Artificial intelligence (AI) is something I've always tried to speak about with a large degree of nuance, in no small part due to the Wild West nature of its use. It’s a real struggle to know what’s legitimate information and who’s just grifting with everyone and their brother, throwing around titles like ‘AI expert’ or ‘experienced with generative AI’.

This is because, in my view, having a cursory understanding of the commercially available uses of AI is the bare minimum. Not having a stance at least on generative AI and its use in your industry in 2024 is right up there with folks in the 90s who thought the Internet was a passing trend.


Rather than getting into the weeds on AI itself, in coming weeks I would much rather discuss the culture around AI as it exists both in the workplace and in daily life, as well as the risks inherent to its proliferation. These risks are far more mundane and thus much more likely to occur — and Skynet going live on Judgement Day isn’t what I'm talking about.

Now, for Gen-Z, AI is our frontier. When the boomers finally die off, Millennials slide into their elder statesmen era, and someone from Generation Alpha is making fun of us for not having some AI-based robotic friend that lives in a phone, Gen-Z is going to be saddled with making AI work for us. This means not letting it take someone’s livelihood if it renders their job obsolete, or makes any job too streamlined and efficient, likely filtering away all the nuances of an individual writer's style.
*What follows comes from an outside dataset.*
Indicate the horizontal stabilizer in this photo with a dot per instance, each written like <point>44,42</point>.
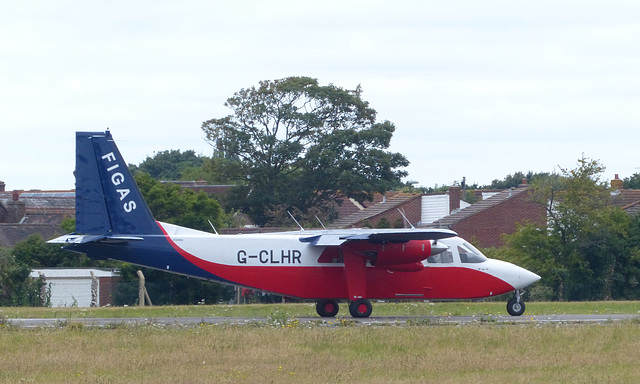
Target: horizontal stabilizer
<point>82,239</point>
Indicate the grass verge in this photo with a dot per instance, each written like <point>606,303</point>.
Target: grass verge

This is the chief risk in my industry. Most traditional news media outlets are going to have dedicated editors for pulling world news of the wires to make it fit for publication, with stylistic and cultural changes to the language to make it more fitting for that outlet’s audience. When it comes to AI’s position in this space, you’re looking down the barrel of the widely held belief that generative AI can do no wrong.

Generative AI language models are the big stakeholder, yet the likes of Chat-GPT, while powerful in its basic form, are only as intelligent as a primary school student and incapable of more complex analysis. Though that in and of itself does not disqualify it from use, it goes to show that every Tom, Dick, or Ahmed with two coins to rub together and an Internet connection could write some half-decent marketing copy that looks like everyone else’s.

That’s the heart of the issue that most don’t understand. Gen-Z, digital natives we may be, have developed a preference for the real world, aiming to disconnect from social media and the Internet and all the very bad news in the world, and reconnect with our friends and family in the ‘real’ world. AI sits as this thing that, like Gen-Z, has been hooked up to the open tailpipe of the Internet from the start, and isn’t being disconnected. In fact, the developers of most chat-based AI have sought only to expand and strengthen its connection to the Internet and the world beyond its developers, training it on increasingly complex queries.

This reaches back to the risks of hyper-advanced technology. The ideal world of AI’s use, in my view, is to get us closer to an internationalist Utopian ideal. Star Trek, Solarpunk, world peace, whatever you want to call it — the robots do the grunt work, humanity focuses on art and philosophy and exploring the stars.

I hold out hope we’ll get to that ideal, so it's best time we start getting to know our future robot overlords friends.